ECONOMIC GROWTH: We estimate real GDP growth at 4% in 2010 as strong government spending and private consumption have both supported growth. We forecast growth of 4.6% in 2011 dropping to 4.5% in 2012 owing to lower oil production. Growth will be driven by rising foreign investment into Syria as the economy is opened up and international relations improve. This, combined with a government focus on capital spending, will drive growth in fixed investment, although the rate of expansion in government consumption and capital expenditure will slow during 2011-12. Private consumption growth will pick up as the private sector expands and as an expected recovery in agriculture in 2011 boosts incomes. However, if there is a significant improvement in security in Iraq–not our core scenario–once the new government is formed, a sizeable number of the Iraqi refugees in Syria (estimated at between 500,000 and 1m) may return home, thereby depressing consumption. Growth in trade will also pick up in 2011-12 as Syria becomes more integrated into the global economy.
INFLATION: Consumer price inflation is expected to accelerate to 4.4% in 2011, as global commodity prices rise slightly and value-added tax (VAT) is finally introduced—although food, a major component of the consumer price index, may be exempted. Inflation will then drop to 4.2% in 2012, as inflationary pressures, particularly on rents, decline owing to a stabilisation or small decline in the number of Iraqi nationals in Syria and declining global commodity prices.

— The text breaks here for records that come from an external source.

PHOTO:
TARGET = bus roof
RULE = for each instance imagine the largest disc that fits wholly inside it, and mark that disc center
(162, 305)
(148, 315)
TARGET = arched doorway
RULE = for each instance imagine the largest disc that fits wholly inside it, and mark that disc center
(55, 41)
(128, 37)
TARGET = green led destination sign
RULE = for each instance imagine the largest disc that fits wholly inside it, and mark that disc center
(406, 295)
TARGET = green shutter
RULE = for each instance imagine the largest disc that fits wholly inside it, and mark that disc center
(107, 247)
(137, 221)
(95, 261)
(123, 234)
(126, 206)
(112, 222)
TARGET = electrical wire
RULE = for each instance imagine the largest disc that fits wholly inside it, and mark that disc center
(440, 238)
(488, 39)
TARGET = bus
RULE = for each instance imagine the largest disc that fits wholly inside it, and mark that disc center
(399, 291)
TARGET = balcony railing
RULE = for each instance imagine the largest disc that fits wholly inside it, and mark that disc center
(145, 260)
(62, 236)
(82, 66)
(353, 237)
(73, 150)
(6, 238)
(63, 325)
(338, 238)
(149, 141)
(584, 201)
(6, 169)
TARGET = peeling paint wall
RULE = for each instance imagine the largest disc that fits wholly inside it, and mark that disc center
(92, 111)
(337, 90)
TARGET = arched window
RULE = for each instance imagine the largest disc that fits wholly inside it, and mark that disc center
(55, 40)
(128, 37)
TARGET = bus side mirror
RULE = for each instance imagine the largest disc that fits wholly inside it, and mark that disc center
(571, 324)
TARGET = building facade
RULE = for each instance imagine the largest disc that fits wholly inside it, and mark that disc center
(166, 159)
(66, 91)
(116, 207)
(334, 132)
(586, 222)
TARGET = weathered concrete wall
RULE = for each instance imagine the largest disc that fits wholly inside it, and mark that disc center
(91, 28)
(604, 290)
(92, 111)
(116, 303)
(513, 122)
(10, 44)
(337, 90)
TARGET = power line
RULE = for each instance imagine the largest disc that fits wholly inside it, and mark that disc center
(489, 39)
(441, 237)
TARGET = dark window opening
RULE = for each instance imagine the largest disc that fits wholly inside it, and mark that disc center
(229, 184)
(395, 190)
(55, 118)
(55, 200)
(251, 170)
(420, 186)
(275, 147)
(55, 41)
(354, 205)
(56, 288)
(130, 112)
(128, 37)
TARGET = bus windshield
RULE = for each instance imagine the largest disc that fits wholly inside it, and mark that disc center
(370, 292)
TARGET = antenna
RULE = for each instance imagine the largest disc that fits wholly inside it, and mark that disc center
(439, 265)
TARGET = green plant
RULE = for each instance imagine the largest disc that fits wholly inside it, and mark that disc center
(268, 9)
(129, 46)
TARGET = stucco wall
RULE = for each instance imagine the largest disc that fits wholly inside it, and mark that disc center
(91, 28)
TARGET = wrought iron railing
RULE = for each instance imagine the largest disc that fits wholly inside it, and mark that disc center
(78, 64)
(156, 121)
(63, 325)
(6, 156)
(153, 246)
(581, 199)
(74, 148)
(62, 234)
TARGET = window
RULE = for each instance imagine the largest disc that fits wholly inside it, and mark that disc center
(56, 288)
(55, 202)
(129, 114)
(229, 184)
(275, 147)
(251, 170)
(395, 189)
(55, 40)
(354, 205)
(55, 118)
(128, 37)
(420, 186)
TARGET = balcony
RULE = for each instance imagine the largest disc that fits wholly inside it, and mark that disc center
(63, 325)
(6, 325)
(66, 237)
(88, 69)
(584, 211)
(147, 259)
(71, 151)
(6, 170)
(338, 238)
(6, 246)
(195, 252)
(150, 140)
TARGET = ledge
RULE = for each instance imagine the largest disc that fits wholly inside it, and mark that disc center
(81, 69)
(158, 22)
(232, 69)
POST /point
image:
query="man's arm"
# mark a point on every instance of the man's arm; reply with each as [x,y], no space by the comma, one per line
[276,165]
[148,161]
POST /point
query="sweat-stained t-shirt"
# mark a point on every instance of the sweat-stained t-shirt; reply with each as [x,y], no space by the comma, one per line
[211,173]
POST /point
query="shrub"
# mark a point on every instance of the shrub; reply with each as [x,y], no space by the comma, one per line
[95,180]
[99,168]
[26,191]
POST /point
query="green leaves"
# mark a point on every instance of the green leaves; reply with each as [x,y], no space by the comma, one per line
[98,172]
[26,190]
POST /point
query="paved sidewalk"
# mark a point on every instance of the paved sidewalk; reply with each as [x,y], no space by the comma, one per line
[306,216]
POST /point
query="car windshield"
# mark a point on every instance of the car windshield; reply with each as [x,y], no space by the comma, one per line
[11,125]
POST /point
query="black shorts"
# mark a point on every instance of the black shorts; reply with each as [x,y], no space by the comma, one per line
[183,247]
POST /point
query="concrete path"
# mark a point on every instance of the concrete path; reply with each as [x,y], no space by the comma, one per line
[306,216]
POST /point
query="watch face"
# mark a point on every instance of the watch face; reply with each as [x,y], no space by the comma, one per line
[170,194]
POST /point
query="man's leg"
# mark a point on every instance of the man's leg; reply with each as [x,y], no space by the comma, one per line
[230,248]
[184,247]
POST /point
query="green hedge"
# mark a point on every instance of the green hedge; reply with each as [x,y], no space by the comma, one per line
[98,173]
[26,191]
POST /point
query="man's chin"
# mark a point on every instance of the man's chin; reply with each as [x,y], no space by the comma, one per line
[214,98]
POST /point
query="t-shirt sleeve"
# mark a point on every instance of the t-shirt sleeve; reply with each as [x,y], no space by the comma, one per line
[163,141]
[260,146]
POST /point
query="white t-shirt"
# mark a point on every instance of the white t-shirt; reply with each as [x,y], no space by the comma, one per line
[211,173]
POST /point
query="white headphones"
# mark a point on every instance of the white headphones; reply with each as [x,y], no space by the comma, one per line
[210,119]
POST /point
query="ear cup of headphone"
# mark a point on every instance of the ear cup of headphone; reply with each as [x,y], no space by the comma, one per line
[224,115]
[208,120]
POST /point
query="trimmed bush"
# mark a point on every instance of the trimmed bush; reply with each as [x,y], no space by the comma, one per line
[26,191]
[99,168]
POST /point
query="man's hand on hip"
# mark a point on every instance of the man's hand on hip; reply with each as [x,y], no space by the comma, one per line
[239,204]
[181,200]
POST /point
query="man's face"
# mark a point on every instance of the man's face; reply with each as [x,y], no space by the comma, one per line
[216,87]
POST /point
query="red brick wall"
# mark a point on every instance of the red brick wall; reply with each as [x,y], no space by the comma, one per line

EXCHANGE RATES: The Syrian pound has been loosely pegged to the IMF’s special drawing rights since October 2007 and is tightly managed by the Central Bank of Syria. The authorities are unlikely to let the pound float freely, because they place a high importance on exchange-rate stability. Weakness in the euro zone (the euro is a component of the Central Bank’s currency basket) caused the pound to depreciate against the US dollar in the first half of 2010, although it has recovered since, resulting in an estimated average exchange rate of SP46.4:US$1 for 2010. Persistent worries about the euro in 2011 will lead to a slight depreciation of the pound against the dollar, and we forecast that it will average SP46.7:US$1 in 2011-12. The Central Bank had healthy foreign-exchange reserves–US$17.4bn (about 13 months of import cover) at end-2009–leaving it well placed to maintain control of the local currency.
EXTERNAL SECTOR: In 2011-12 we expect export earnings to build on a 2010 recovery to reach an average of US$14bn, although this is still below the oil-price-related peak in 2008 of US$15.3bn. In recent years, drought has seriously constrained production and therefore exports of cotton and textiles. The drought has now eased, but the 2010 wheat crop is expected to be disappointing and a boll weevil infestation may affect the cotton crop. Overall, the trade deficit will narrow slightly to an average of US$682m in 2011-12, and as a proportion of GDP it will fall to an average of 1%.